Iraqi Information Minister Mohammed Saeed al Sahaf said the overnight air strikes killed seven people in Baghdad and wounded 92. 

While the coalition war plan is flexible and certain to shift with events, U.S. leaders say they are operating on three rock-solid certainties: They won't lose. They won't set a timetable. And they won't let up until Saddam is gone. 

"There isn't going to be a cease-fire," Defense Secretary Donald H. Rumsfeld told lawmakers on Thursday. 

Rumsfeld also raised the possibility of a siege of Baghdad rather than a quick strike into the heart of the city. 

Asked by Sen. Pete Domenici, R-N.M., what American ground troops would do once they reached Baghdad, Rumsfeld answered by saying Baghdad had to be isolated before it was taken. 

He also alluded to what is happening at Basra, Iraq's second-largest city. British forces there have laid siege, hoping for a successful uprising by the city's Shiite population. 

Rumsfeld noted that both Basra and Baghdad have large numbers of Shiites. "And they are not terribly favorable to the regime. They've been repressed," Rumsfeld said. 

American Army and Marine infantry forces are arrayed to the south of Baghdad, some within 50 miles of the capital. They are led by the Army's 3rd Infantry and 101st Airborne divisions and the 1st Marine Expeditionary Force. 

Coalition special operations forces are working both in western and northern Iraq, and the Army's 173rd Airborne Brigade has secured an airfield in the north with 1,000 paratroopers. And more are on the way. 

The movements suggest a strategy to encircle Baghdad with U.S. troops much as Saddam has ringed the city with his best trained and best equipped Republican Guard forces. 

Special forces have cleared large areas of western Iraq, creating a crucial buffer to ensure Saddam's forces cannot launch missile strikes on neighbors such as Jordan, Saudi Arabia and Israel, a senior U.S. military commander said. 

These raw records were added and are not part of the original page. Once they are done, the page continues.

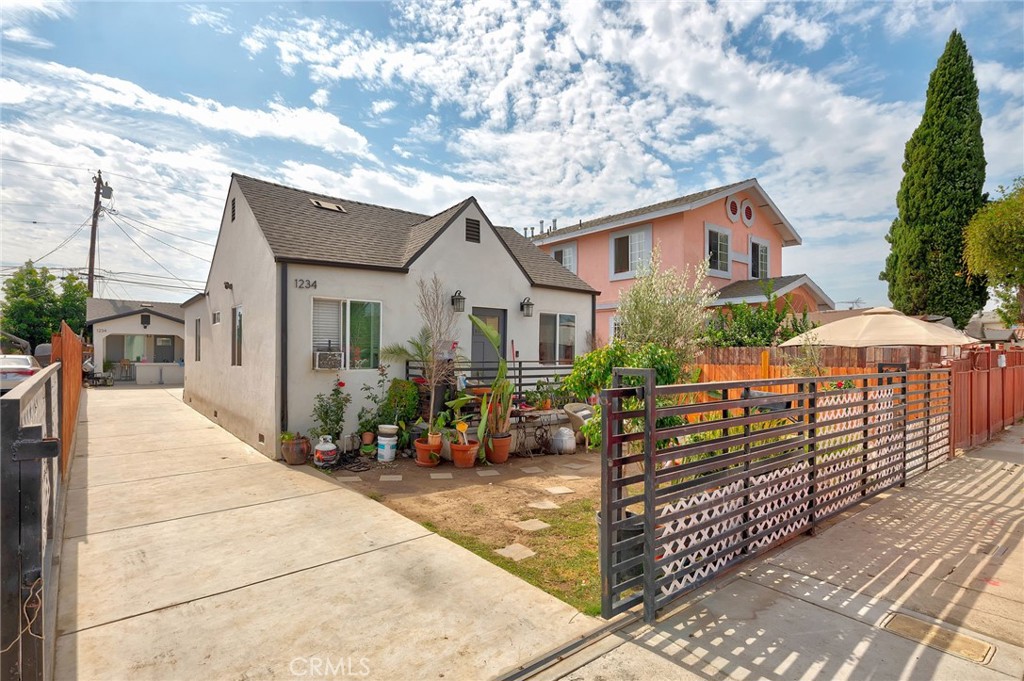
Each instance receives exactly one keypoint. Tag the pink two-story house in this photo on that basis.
(736, 227)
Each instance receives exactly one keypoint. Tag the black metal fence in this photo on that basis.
(697, 478)
(31, 497)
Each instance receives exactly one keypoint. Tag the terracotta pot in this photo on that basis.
(296, 452)
(464, 456)
(498, 448)
(426, 454)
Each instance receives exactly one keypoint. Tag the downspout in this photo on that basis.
(284, 346)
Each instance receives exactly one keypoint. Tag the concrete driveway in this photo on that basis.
(189, 555)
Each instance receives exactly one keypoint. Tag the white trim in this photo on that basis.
(570, 247)
(646, 231)
(750, 247)
(783, 226)
(721, 273)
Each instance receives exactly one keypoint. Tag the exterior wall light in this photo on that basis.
(459, 301)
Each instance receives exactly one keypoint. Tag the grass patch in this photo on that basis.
(565, 564)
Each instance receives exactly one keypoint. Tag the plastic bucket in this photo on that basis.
(386, 448)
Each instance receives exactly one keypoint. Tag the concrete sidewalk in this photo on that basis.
(188, 555)
(942, 560)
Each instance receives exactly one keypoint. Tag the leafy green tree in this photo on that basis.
(30, 304)
(994, 249)
(943, 176)
(756, 326)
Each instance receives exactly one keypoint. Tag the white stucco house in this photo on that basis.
(130, 334)
(299, 279)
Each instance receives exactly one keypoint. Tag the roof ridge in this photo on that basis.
(325, 196)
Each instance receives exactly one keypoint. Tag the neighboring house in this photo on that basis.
(127, 333)
(737, 228)
(989, 328)
(299, 280)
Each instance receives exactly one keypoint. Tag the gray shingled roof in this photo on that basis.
(108, 308)
(540, 267)
(636, 212)
(368, 236)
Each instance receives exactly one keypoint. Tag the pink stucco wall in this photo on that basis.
(681, 238)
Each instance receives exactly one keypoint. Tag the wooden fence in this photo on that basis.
(67, 348)
(988, 393)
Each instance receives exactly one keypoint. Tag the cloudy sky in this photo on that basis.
(541, 111)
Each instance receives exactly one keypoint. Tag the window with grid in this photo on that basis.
(718, 251)
(566, 256)
(557, 338)
(759, 260)
(349, 326)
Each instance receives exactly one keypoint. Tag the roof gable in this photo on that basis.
(674, 206)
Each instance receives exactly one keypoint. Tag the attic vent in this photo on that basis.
(328, 206)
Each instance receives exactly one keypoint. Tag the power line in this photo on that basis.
(111, 213)
(135, 219)
(159, 264)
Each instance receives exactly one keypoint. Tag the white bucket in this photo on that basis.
(386, 448)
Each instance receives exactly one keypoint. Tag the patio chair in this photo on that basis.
(579, 414)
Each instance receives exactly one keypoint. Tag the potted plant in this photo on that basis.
(433, 348)
(496, 408)
(464, 451)
(295, 448)
(329, 412)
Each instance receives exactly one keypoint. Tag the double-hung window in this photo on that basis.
(629, 251)
(759, 259)
(718, 251)
(557, 338)
(565, 254)
(352, 327)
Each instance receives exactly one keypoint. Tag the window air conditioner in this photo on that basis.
(329, 360)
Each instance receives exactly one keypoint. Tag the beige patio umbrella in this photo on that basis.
(881, 326)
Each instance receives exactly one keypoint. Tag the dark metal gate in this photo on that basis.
(31, 488)
(697, 478)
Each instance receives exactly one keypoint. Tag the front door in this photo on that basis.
(482, 352)
(164, 348)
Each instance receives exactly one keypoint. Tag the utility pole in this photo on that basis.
(107, 193)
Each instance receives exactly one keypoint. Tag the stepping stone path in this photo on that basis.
(516, 552)
(532, 525)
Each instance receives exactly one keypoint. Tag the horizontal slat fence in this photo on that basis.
(697, 478)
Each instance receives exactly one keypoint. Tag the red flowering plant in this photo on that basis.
(329, 412)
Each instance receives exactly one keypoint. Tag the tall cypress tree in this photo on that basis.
(943, 176)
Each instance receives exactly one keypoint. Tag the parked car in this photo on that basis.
(14, 369)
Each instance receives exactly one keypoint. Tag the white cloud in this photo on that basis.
(321, 97)
(382, 107)
(217, 19)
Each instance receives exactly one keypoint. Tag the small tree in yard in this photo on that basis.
(432, 346)
(994, 248)
(667, 307)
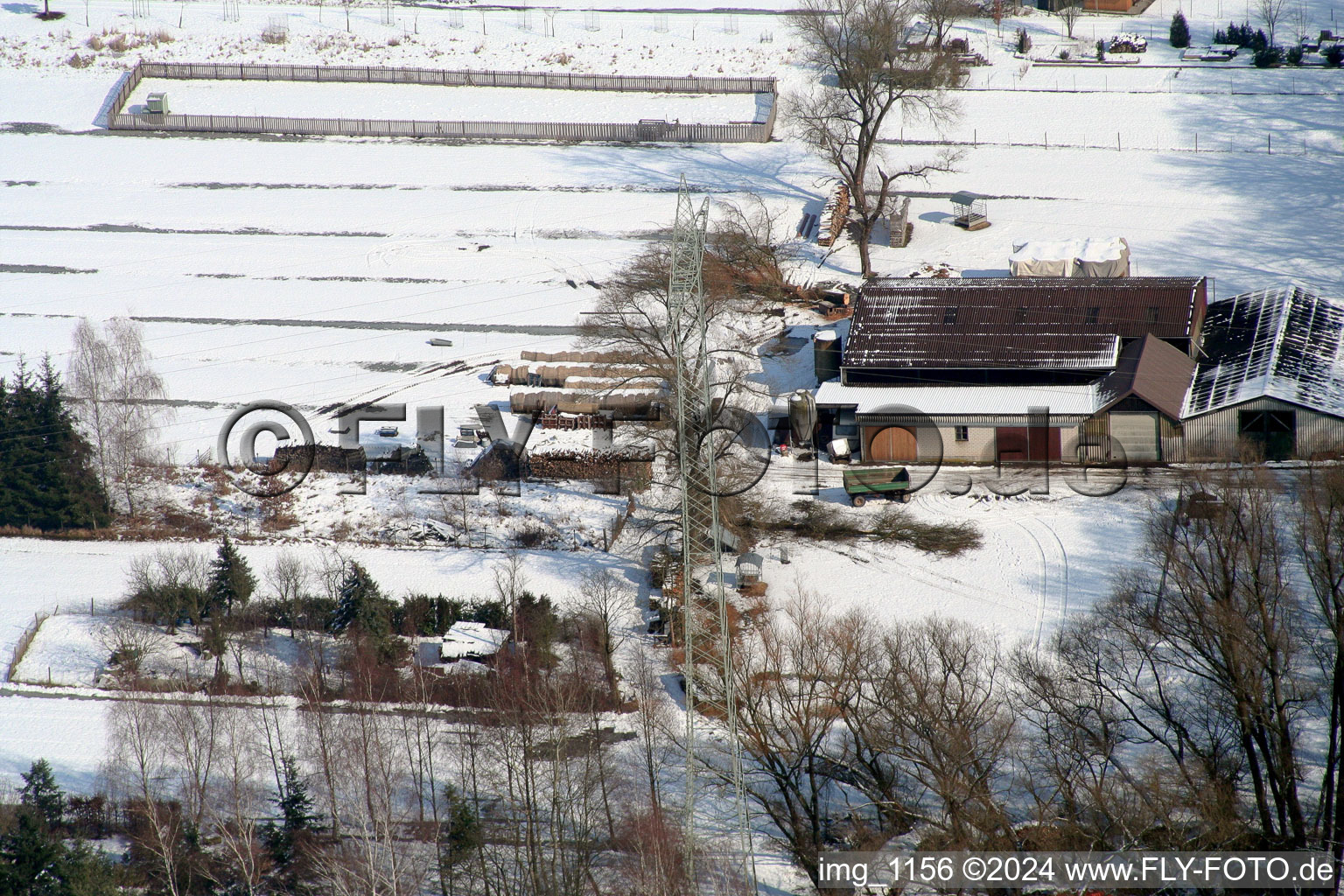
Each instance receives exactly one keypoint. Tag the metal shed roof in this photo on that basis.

About 90,000 U.S. troops are inside Iraq, a senior defense official said Thursday, adding that was an increase of about 14,000 in just two days. More than 250,000 U.S. troops are in the region, including thousands aboard Navy ships at sea, on air bases in surrounding countries and at headquarters encampments. 

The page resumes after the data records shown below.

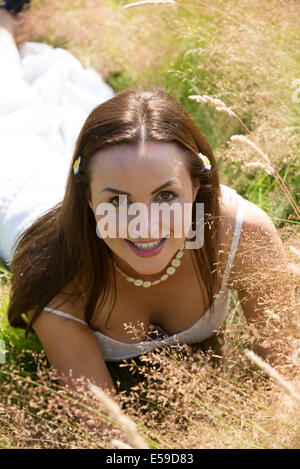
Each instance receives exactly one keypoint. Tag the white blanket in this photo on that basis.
(45, 97)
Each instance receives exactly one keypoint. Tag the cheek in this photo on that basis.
(181, 219)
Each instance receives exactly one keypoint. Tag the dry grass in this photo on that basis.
(100, 34)
(208, 396)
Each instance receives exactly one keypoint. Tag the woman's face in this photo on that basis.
(147, 173)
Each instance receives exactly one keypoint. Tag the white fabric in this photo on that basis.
(205, 327)
(45, 97)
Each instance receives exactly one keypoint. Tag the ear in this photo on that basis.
(196, 187)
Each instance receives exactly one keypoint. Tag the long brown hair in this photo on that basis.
(62, 245)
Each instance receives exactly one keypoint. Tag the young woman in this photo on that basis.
(79, 289)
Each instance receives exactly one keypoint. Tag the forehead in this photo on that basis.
(132, 163)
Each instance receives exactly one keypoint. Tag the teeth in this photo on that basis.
(147, 245)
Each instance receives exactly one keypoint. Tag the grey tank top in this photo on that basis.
(209, 323)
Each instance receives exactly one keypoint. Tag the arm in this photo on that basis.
(70, 345)
(265, 287)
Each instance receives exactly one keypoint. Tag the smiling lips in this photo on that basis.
(147, 249)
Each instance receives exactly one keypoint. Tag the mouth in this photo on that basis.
(147, 249)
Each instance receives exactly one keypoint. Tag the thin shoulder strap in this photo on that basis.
(235, 239)
(65, 315)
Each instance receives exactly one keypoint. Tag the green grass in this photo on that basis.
(189, 65)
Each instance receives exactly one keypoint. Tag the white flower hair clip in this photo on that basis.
(76, 165)
(205, 160)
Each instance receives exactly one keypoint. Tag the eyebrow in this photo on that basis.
(166, 184)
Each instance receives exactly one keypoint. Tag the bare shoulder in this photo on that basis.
(69, 301)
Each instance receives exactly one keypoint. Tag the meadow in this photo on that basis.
(235, 66)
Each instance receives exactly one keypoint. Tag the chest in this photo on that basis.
(175, 305)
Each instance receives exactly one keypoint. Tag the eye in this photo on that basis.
(167, 194)
(119, 201)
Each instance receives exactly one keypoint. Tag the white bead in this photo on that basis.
(147, 284)
(155, 282)
(179, 254)
(164, 277)
(176, 262)
(171, 270)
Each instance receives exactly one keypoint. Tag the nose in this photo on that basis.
(145, 224)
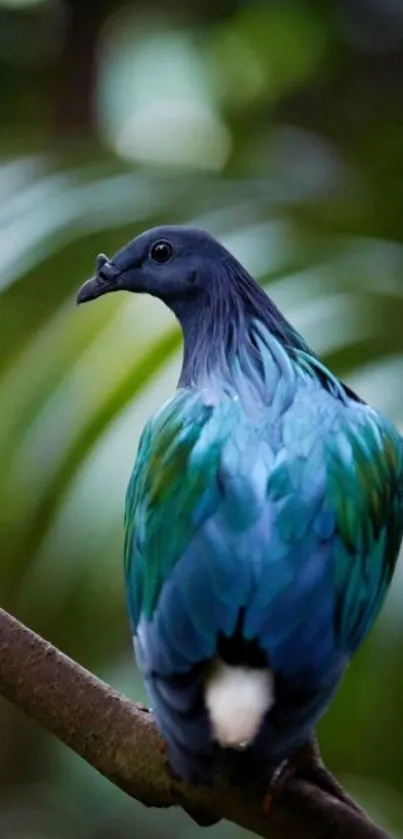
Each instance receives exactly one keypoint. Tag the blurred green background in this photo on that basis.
(278, 126)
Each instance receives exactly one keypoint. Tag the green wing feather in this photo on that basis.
(365, 487)
(173, 480)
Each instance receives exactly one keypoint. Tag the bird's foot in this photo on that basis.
(306, 763)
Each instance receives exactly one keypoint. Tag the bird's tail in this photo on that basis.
(237, 698)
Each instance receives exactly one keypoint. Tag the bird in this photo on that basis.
(263, 518)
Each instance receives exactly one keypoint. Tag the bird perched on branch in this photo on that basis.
(263, 518)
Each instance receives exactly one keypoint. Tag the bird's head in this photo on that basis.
(171, 263)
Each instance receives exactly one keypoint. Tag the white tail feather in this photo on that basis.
(237, 698)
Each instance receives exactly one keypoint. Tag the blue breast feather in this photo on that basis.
(266, 540)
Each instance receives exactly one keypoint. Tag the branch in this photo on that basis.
(120, 740)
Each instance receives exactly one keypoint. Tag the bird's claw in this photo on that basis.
(305, 763)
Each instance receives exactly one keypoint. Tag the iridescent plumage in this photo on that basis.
(264, 514)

Another 100,000 to 120,000 ground troops are expected to begin arriving in Kuwait in coming days, including the Army's 4th Infantry, 1st Armored and 1st Cavalry divisions. 

Iraq's defense minister on Thursday confirmed what many U.S. military officials suspected was Saddam's strategy: Draw the coalition ground troops into Baghdad for a long, bloody, street-by-street battle. 

"The enemy must come inside Baghdad, and that will be its grave," Defense Minister Sultan Hashim Ahmed said. "We feel that this war must be prolonged so the enemy pays a high price."